Countif across 2 tables with multiple columns

Hello all,

I’m new here in the KNIME community and am trying my hand at gradually replacing Excel with KNIME. If this question is misplaced here, I apologize.

I find after days of research and thinking unfortunately no solution to a COUNTIF function over multiple columns or tables. Groupby or join alone have not helped me.

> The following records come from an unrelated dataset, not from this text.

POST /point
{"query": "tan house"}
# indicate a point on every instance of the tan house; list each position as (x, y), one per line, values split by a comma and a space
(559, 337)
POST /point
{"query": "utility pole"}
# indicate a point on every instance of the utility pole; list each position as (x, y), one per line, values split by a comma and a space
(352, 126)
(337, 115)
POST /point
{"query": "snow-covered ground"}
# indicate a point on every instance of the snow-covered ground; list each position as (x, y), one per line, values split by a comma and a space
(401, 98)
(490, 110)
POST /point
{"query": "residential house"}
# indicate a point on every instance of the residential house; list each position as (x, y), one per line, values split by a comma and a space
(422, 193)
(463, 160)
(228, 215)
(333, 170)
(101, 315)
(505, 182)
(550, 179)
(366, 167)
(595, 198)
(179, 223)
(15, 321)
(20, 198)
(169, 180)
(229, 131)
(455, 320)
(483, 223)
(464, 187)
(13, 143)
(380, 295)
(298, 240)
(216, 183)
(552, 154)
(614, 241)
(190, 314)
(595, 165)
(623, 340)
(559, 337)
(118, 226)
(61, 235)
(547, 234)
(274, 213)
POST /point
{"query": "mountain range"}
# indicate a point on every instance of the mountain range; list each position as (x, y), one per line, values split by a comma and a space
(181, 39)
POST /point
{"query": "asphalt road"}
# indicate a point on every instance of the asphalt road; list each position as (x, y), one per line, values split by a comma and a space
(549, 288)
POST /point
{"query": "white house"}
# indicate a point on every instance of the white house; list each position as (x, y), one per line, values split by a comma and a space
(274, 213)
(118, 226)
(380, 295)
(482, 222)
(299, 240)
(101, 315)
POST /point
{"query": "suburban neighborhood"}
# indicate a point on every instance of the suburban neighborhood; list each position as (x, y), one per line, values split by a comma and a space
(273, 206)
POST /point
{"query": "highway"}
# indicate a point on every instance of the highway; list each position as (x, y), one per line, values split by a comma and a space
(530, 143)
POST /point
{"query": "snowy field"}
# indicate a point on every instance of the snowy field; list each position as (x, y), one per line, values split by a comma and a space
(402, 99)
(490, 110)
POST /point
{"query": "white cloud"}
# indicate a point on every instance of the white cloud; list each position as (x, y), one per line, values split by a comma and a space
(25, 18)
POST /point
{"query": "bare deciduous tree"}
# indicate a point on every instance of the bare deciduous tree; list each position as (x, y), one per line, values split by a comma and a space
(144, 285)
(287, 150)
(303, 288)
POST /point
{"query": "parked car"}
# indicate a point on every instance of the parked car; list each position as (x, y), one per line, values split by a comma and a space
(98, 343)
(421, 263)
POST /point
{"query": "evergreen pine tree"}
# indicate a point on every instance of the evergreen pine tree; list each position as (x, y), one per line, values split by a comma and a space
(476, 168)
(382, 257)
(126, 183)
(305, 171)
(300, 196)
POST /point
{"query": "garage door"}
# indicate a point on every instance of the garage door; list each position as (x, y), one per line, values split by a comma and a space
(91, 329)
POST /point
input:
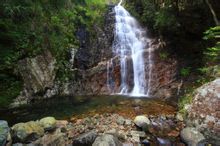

Here’s what I’m trying to do:

Table 1 (all words from table 2).

ID, Word
Flower
Windshield
Pear
Road
Tire
Grass
Cow
Gear
Plants
Animals

Table 2 (words themed; row 1 = topic)
There can be thousands of topics here!

nature,car
flower,windshield
Pear,road
Grass,tire
cow,gear
Plants,
Animals,

Now I would like to create the following table, which I would solve in Excel with Countif:

Table 3
ID, Word,Nature,Car
flower,1,0
windshield,0,1
Pear,1,0
road,0,1
Tire,0,1
Grass,1,0
Cow,1,0
Gear,0,1
Plants,1,0
Animals,1,0

Maybe the background will help a bit too, as this looks a bit abstract. I have a table with a good 10,000 entries (trainig data). In this table there are two columns

  1. Texts
  2. classification
    The whole texts were once divided by hand into 9 classes. The texts are all of different length and very different. In principle I would like to train an algorithm on the basis of the appearing words that this makes the classification. For this I thought to write all words in own columns (for each entry). This would correspond then transposed the table 2 described above. Subsequently, I have created a table that contains all words, this corresponds to table 1. Now I hope that I can build a basis for a ML algorithm with the creation of table 3.

Hello @Sebastian_hro ,

have a look at this workflow:

Hope it solves your problem!

Have a nice day,
Raffaello
LinkedIn

3 Likes

Hi Raffaello,

thank you very much for your response!

The challenge for me, however, is that Table 2 can also have 10,000 columns. Accordingly, I would then need 10,000 joiner nodes.

I have also tried the whole thing with a loop, but it does not want to succeed.

I am therefore looking for a solution that reacts more flexibly to the number of columns in Table 2.

With “10k entries” I thought you meant 10k rows D:

I’ll come back to you with a solution :slight_smile:

RB

@Sebastian_hro have a look at the same link above, I have added a new workflow.
This time you can make it work with multiple columns in table 2.

RB

3 Likes

Hello @Sebastian_hro ,

here is another way to solve the task.


countif_example.knwf (17.6 KB)

Can you give it a try?
If you do not need the ID from the first table, you could also consider using the Reference Row Filter instead of the Joiner to limit the Words to those available in the first table.

Cheers,
nan

@lelloba was faster. Nice workflow.

4 Likes

Hi @lelloba and @nan,

thank you so much!!!

Both workflows work perfectly. It took me 3 full days and you solve it within minutes :blush:

1 Like

Hi @Sebastian_hro

I’ve seen that @lelloba and @nan have already provided you with answers but I’d started working on this, so thought I’d finish and post anyway :slight_smile:

If you already have table 2, then I believe you can do this without needing to use table 1, by doing a series of Pivoting, Unpivoting and Transposing

Here is my workflow on the hub:

Best wishes
Heather

4 Likes

Hi @HeatherPikairos,

also a big thank you to you!

After trying the solution of @nan I realised the same. Now I am doing an Unpivoting → Pivoting → Missing Value → Transpose and it works just fine.

Your solution is great as well =)

2 Likes

That’s great :slight_smile: I’m glad you’ve got it working!

1 Like